Kawasaki ZX7R – Superbike, future classic

966086_10151454920469366_616708605_oThis was a big purchase for me, the biggest I had ever made and it was telling how much motorcycles had gotten under my skin that it had 2 wheels instead of 4. But there was the practical side as well, Bike just make sense in the city and I wasn’t interested in sitting on a bus for 30 mins for a journey I could do myself in about 8 mins.

Why a zx7R? Well it wasn’t the ‘big dog’ of the sports bike world, in fact it was already starting to look well redundant. It still had carbs where the quickest stuff was all injected now, it ‘only’ had about 120hp and weighed over 200kg. Compared to the litre bikes now gaining favour at the time and had 140hp+ and weighed less than 170kgs. I test rode a ’98 Yamaha R1 before buying my 7R and the thing was an animal. Sense prevailed thankfully and I was seduced by the 7R. Plus, power is nothing without control and this is where the ZX7 had the upper hand. You basically could NOT buy a bike with a better front end, the feel through the forks was as though you were holding the wheel with your hands. It had a rear slipper clutch which is something only now becoming common on top end sports bikes, it had loads of real world torque despite being a 750 and it looked awesome. Few bikes have been penned with such classic proportions and I genuinely believe the 7R will be a classic of the future.

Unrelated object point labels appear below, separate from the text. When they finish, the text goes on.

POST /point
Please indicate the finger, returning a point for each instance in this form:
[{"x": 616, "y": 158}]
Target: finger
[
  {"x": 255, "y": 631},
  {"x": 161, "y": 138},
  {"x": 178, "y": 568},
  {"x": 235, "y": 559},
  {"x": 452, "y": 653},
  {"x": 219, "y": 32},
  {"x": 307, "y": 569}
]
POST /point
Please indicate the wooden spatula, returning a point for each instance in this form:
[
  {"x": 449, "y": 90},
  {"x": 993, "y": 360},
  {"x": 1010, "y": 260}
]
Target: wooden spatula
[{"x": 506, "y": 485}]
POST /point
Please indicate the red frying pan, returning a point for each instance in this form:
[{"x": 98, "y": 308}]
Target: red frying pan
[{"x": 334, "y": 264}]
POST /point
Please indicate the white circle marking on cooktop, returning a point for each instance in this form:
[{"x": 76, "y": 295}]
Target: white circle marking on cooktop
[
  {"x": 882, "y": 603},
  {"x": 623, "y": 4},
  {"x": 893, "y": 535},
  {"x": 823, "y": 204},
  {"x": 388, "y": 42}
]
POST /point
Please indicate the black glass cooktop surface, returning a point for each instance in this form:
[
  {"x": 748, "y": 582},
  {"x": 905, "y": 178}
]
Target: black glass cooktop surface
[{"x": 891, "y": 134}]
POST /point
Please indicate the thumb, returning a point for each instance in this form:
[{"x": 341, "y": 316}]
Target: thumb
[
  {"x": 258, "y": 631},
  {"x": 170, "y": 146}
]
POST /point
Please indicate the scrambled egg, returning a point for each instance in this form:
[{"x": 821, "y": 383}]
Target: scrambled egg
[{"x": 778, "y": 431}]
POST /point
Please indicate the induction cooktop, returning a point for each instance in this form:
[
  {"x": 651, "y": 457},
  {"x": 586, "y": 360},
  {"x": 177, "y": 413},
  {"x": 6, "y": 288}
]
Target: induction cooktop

I enjoyed mine for a year and a half as my only transport and became a pretty seasoned rider in the process, until some scrotum stole the bike from my front garage early one morning weeknight. This really hurt since the bike was my prized possession and now someone else was doing got knows what to it 😦

I had a call out of the blue some 3 months later from the police. “We have recovered your bike!”, Great! I thought it would be a case of going and picking it up from said scrotums house or the local police station and continuing on my way. It was this night I learnt something about the mentality of criminals. When I saw my bike, I couldn’t believe the state it was in. It was apparently stored in a box trailer on its side with a tarp pull over it. Thankfully a nosy neighbour smelled something dodgy going on and alerted the police. The bike had been crashed so there were scratches all over it, the tanks was dented, the fairings were all broken and it had been spray painted with black paint from a can, no preparation,  just to obscure the colour. The electrics had all been cut up and the lock drilled out. Basically it was a mess, I never understood and still don’t understand this. ‘Well done, you stole my nice bike… but why not look after it and enjoy it?’… I guess this is what separates criminal mentality from the norm, they just see things differently. Sad..

Anyway, I was able to repair the bike a bit and sold it on for a reasonable amount, they were still a desirable bike, even for just parts.. I went away from bikes for a while after that and changed career so was back in training and pretty poor again, but there were much better things to come


Below is a review I wrote in 2004 on my bike. I’d still agree with it all…


A beautiful motorcycle to look at, very nice lines and still holds its value very well and is sort after, years after its prime.

The bike was one of the last supersports before the R1 bent the sports bike world over a bench and gave it what for. The styling is still in the wide front with ram air intakes and plenty of room for the rider to move around. This makes it very comfortable for a sports bike, especially when carrying a pillion compared to newer sports bikes. It also adds to its weight, which tips in at around 215kg, quite heavy these days for a bike with ‘only’ 120hp.

The bike makes the very best of the engine it has available, and pulls very well from as low as 2-3000 rpm, much better than some newer bikes I’ve ridden (good wide torque curve). It also winds out very well with the last 2000 – 3000rpm pulling very strongly before the 12000rpm redline.

The instrument setup is starting to show its age also, with an analogue speedometer and odometer, but they are clear.

The handling is quite good, the front end in particular is very responsive with exceptional turn in if you set the rear ride height to the maximum, and good information through the front wheel. I did find however that the front liked some tyres better than others. Certainly steer clear of D****p D208s, they were rubbish on this bike.

Overall, a very good bike for the money if you don’t need the latest and greatest. Incidentally, quite good top speed, I saw 280kph with a little more to come on one occasion.

A very nice motorcycle, destined for sports classic status.

One response to “Kawasaki ZX7R – Superbike, future classic

  1. The ZX7R…beautiful beautiful bike. I’ve always wanted one but it was just too big and heavy for my size. Ah well…

    Sorry about the loss. Hope the thieves were punished!